Товарищ Перепелицын махнул рукой Правоторову, тот мигом перебросился к райкомовским работникам, оставив Панина в одиночестве. Горбунов внимательно смотрел в реку, как в зеркало. Что он там хотел разглядеть, непонятно. Николай на катере загрустил, улыбка медленно сползала с чумазого лица. Только что собирались в дорогу, светило солнце, погодка разыгралась, случайно подгадал ветер в спину, и вдруг неожиданно всё переменилось. Секретарь со свитой стоят отдельно, активист словно прилип к портфелю, обхватив его обеими руками, лошадь пытается вытащить ноги из песка, наездник растерянно вытирает пот со лба.

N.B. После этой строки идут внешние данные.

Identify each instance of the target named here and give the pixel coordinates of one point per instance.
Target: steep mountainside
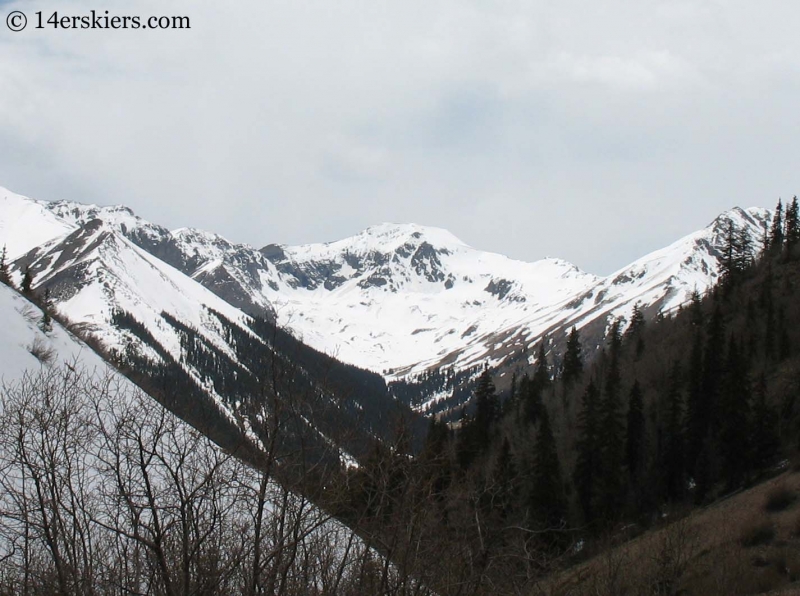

Уполномоченный Панин прервал неловкую паузу. Он улыбнулся и, сунув руку в нагрудный карман, вытащил четвертушку бумаги, проскочив за один шаг расстояние, отделявшее его от Перепелицына, сначала предъявил бумажку всем присутствующим, а затем поднёс к носу секретаря.
— Вот мой мандат! Подписан начальником Томского ОГПУ товарищем Краузе. Согласно мандату имею право на обход и ревизию всех территорий Александровского района, включая Назинский остров. Прошу не препятствовать исполнению служебного долга.
Товарищ Перепелицын уже пришёл в себя и больше не потел, не утирался ладонями, не сопел. Только тискал потными ладонями парусиновый портфель. Секретарь притих и уткнулся глазами в четвертушку, которую Панин держал в руках, прочитав, скривился, затем отошёл в сторону и снова перечитал шифротелеграмму. Так они и стояли, один от другого поодаль: Фрол с четвертушкой в руках, секретарь с бумагой размером чуть больше.
— Заводи! — наконец крикнул товарищ Перепелицын Николаю и, обернувшись, добавил, ни к кому лично не обращаясь: — Но никаких посторонних на остров не пущу. Приказ есть приказ!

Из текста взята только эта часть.